Seeing this, some people may ask another question: What is the difference between Deep Research and Deep Thinking?
This concept confuses many people.
Deep Research, literally means "deep retrieval".
You lost your key, so you start searching the whole house, looking here and there, even shining a flashlight in every corner, and finally you find it. Although this process is tedious, the goal is clear: to find the key thing.
This is actually the core of Deep Research: the ability to dig deep.
What about Deep Thinking ? It’s a little different. After you find your key, you suddenly think of a question: Why do I keep losing my keys? At this point, you have entered the stage of “Deep Thinking”.
You might start to wonder: Am I in too much of a hurry to get out? Should I get a bag with a reminder function? Should I change this bad habit? You might even think of other similar questions: "Do I lose everything easily?"
This is deep thinking: it is not just about looking for something, but about analyzing the causes, reflecting on the behavior, and proposing improvement plans before and after finding it.
Simply put, Deep Research is the process of finding the key; deep thinking is when you find the key and start thinking about why you lost it and how to avoid it in the future. One is "finding" and the other is "thinking it through."
As early as February 2025, after OpenAI launched Deep Research, major foreign companies quickly followed suit.

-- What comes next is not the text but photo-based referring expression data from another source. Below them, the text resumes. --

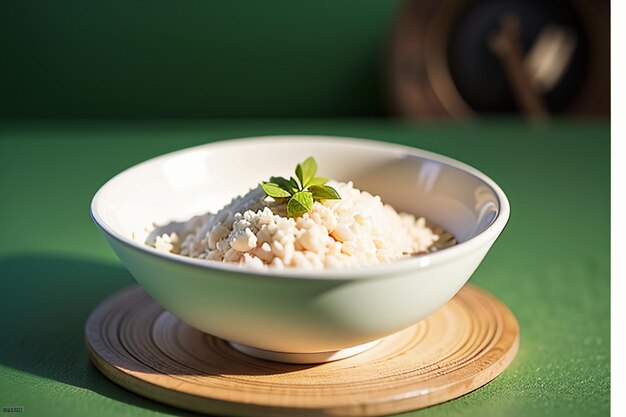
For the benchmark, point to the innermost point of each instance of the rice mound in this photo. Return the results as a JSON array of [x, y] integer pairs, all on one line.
[[252, 230]]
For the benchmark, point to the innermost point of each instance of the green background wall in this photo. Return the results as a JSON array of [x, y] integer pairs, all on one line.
[[192, 58]]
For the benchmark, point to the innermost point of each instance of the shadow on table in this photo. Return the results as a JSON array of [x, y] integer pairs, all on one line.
[[45, 302]]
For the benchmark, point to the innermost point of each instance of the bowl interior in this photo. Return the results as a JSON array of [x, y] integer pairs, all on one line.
[[182, 184]]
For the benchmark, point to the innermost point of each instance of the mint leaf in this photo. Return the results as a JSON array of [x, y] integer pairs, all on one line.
[[317, 181], [300, 203], [274, 190], [285, 184], [299, 194], [294, 184], [324, 192]]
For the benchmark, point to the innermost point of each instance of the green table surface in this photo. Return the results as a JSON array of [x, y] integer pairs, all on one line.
[[550, 265]]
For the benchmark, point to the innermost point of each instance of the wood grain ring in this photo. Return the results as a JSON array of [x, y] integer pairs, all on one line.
[[461, 347]]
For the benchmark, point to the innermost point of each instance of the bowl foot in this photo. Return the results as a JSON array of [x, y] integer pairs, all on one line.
[[304, 358]]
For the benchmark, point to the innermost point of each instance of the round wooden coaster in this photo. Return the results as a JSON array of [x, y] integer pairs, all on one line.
[[461, 347]]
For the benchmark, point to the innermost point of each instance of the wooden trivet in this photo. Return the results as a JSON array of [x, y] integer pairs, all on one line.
[[142, 347]]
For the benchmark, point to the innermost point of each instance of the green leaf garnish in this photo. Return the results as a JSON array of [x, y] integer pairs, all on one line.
[[324, 192], [300, 203], [301, 193]]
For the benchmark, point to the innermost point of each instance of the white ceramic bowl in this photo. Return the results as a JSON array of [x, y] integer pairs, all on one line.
[[315, 313]]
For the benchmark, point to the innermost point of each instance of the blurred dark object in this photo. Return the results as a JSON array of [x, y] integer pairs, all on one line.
[[464, 58]]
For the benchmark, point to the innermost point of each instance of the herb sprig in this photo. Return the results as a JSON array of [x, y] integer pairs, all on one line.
[[301, 193]]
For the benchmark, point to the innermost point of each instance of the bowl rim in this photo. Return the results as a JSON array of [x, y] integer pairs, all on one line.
[[491, 232]]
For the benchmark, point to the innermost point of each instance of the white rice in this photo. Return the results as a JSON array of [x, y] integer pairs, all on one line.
[[254, 231]]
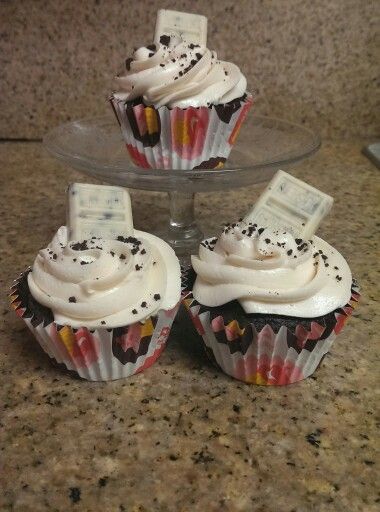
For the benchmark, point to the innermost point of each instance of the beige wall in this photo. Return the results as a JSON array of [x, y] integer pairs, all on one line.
[[313, 61]]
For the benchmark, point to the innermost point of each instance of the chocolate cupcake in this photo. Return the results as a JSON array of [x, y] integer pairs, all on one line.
[[179, 106], [103, 308], [268, 305]]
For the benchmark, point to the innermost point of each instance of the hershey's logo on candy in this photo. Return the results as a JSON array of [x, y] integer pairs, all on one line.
[[98, 210], [291, 204], [192, 27]]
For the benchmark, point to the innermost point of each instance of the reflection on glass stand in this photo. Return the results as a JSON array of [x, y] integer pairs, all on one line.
[[95, 146]]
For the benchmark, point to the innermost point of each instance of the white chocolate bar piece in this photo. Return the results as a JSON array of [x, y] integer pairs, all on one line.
[[290, 204], [193, 27], [98, 210]]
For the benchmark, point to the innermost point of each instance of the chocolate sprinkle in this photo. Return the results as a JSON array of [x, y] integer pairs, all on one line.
[[165, 40], [128, 63], [80, 246]]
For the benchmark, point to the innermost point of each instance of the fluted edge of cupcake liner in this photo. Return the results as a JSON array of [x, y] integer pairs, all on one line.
[[267, 356], [175, 138], [100, 354]]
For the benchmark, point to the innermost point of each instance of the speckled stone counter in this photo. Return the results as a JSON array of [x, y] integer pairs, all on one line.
[[311, 62], [182, 436]]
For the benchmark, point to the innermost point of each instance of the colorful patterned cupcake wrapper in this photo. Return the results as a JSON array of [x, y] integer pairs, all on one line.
[[178, 138], [97, 355], [268, 355]]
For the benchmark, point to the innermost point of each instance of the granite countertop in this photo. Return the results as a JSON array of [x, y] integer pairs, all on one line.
[[182, 436]]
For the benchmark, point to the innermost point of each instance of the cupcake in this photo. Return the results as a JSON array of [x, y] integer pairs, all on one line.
[[178, 106], [103, 308], [268, 305]]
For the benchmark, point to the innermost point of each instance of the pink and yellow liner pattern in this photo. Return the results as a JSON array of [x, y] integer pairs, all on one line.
[[175, 138], [268, 356], [94, 354]]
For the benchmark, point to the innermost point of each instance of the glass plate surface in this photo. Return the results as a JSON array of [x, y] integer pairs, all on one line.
[[95, 146]]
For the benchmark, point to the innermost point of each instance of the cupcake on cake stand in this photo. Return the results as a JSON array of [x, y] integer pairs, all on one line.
[[95, 146]]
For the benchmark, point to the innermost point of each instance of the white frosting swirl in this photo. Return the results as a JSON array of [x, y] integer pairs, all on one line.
[[271, 272], [105, 283], [177, 74]]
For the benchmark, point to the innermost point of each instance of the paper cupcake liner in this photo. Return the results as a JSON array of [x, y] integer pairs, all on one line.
[[95, 354], [266, 352], [164, 138]]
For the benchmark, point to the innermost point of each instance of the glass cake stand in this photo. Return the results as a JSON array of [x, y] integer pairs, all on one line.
[[95, 146]]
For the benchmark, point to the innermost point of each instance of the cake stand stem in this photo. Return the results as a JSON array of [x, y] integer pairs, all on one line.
[[183, 233]]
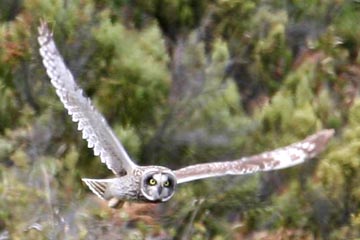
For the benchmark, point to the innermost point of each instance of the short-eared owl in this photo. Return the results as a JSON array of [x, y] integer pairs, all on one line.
[[151, 183]]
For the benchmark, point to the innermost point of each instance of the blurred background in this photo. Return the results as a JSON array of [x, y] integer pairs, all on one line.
[[183, 82]]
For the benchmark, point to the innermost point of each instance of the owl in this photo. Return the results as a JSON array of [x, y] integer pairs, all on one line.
[[151, 183]]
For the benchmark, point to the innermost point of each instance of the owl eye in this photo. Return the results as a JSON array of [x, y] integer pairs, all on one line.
[[152, 181], [167, 183]]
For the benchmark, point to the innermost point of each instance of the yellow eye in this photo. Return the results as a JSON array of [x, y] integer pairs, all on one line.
[[166, 184], [152, 181]]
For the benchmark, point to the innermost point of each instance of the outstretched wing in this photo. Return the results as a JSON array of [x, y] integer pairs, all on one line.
[[92, 124], [288, 156]]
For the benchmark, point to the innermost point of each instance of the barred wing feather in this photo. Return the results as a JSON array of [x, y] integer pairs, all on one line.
[[91, 123], [280, 158]]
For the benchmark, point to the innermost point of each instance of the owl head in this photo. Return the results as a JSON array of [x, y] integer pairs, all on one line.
[[158, 184]]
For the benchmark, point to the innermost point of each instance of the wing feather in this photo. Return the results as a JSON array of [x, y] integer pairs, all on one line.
[[280, 158], [91, 123]]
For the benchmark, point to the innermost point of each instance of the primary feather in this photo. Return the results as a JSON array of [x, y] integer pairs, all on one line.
[[280, 158], [91, 123]]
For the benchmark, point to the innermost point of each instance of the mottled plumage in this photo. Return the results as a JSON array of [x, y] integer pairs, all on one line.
[[151, 183]]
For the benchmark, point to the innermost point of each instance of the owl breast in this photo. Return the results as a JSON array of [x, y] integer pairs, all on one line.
[[125, 188]]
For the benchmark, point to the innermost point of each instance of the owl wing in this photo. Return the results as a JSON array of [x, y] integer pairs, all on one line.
[[94, 127], [284, 157]]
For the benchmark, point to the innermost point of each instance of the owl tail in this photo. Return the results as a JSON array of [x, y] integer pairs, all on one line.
[[98, 186]]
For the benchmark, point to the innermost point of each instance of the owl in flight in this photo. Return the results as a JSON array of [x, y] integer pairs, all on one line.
[[151, 183]]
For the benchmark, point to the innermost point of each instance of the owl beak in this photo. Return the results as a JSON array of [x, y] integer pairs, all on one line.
[[160, 190]]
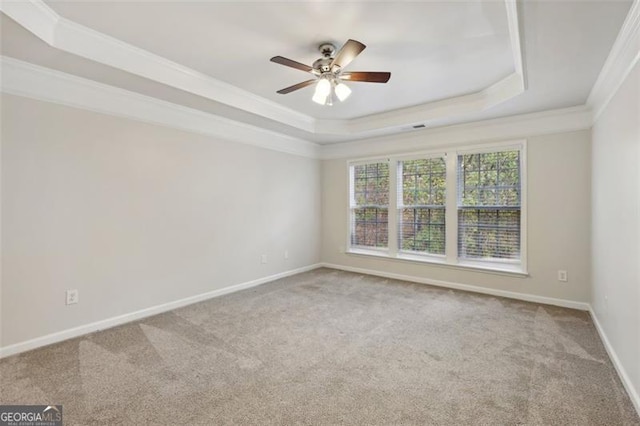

On February 14, Perplexity also launched its own Deep Research function; almost at the same time, Grok-3 also integrated DeepSearch capabilities.
There was almost no movement in the country at that time.
It was not until the first half of this year that ByteDance, Baidu, Tencent, and Alibaba launched deep thinking related functions, which seemed to be a catch-up. But in fact, this wave of Deep Research capabilities has not yet fully caught up, or even been ignored.
I think that in the field of AI research, the gap between China and abroad has not yet been completely narrowed, and the big companies really need to work harder.
Because the amount of information is getting bigger and bigger, it is easier to confuse people. A lot of content is generated by AI, and even when AI itself quotes, it is unclear: is it citing real information, or is it copying another AI-generated content?
I recently used Tencent Yuanbao and clicked on a lot of content, but I couldn’t find the original source at all. If you don’t check carefully, you might mistakenly think that this information is reliable.
True deep search, however, aims to solve this problem by finding truly reliable and valuable content through deep digging capabilities.
Qwen has taken this a step further.
This step may seem small and imperfect, but it is of great value. It is more practical than simply releasing a model because it solves problems that users will actually encounter.
So, the question is: will it extend this capability to other products? What impact will this step have on its ecosystem? I am still observing further.